Caramel Potato Chip Brownies with only six ingredients! Salted caramel drizzling down warm from the oven brownies and topped with crunchy, salty kettle cooked potato chips. Being bad never felt so good.
And…this just happened. I know what you’re thinking. Are the potato chips and that ungodly amount of thick, salted caramel necessary? Yes my friends. It’s totally necessary. So if you call yourself an American, it’s very necessary. A couple weeks ago I posted about this Skinny Deep Dish Cookie Pie. It was low-calorie, skinny, and it hit the spot. It also had an ingredient that terrified me, but then it blew my mind after that first bite. Now that February is coming, it’s time to roll out some crazy indulgent desserts. Like these trashy Caramel Potato Chip Brownies. You know you want it…
The first batch I made of these I thought I would be a pioneer in baking and crunched up the potato chips and mixed them in the batter. Sounds like it could be good right? Salty crunchy chips in each fudgey brownie bite. Nope. The batter turned the chips into tough leathery jerky. Major disappointment and a big pan of brownies that I threw out. I don’t think I’ve thrown out brownies since 1996. ‘ Twas a sad day it was.
- 2 boxes of Ghirardelli Double Chocolate Brownies
- ½ cup water
- ⅔ cup vegetable oil
- 2 eggs
- Salted Caramel
- Your favorite potato chips (I used kettle cooked)

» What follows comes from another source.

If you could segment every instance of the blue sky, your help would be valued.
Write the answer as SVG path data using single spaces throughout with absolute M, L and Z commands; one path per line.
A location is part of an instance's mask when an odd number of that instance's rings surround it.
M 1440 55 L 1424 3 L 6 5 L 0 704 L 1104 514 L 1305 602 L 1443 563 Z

- Preheat your oven to 325 F and grease a 9 x 13 baking dish. You can also line it with parchment paper.
- In a large bowl, mix both boxes of brownie mix, water, vegetable oil, and eggs until fully combined.
- Pour half of the batter into the baking dish.
- Drizzle about ¼ cup salted caramel over the batter.
- Pour the rest of the brownie batter on top.
- Bake for 45 to 50 minutes being careful to not over bake. No one likes dry brownies.
- Once cooled, slice into brownies and serve with more caramel and a handful of potato chips.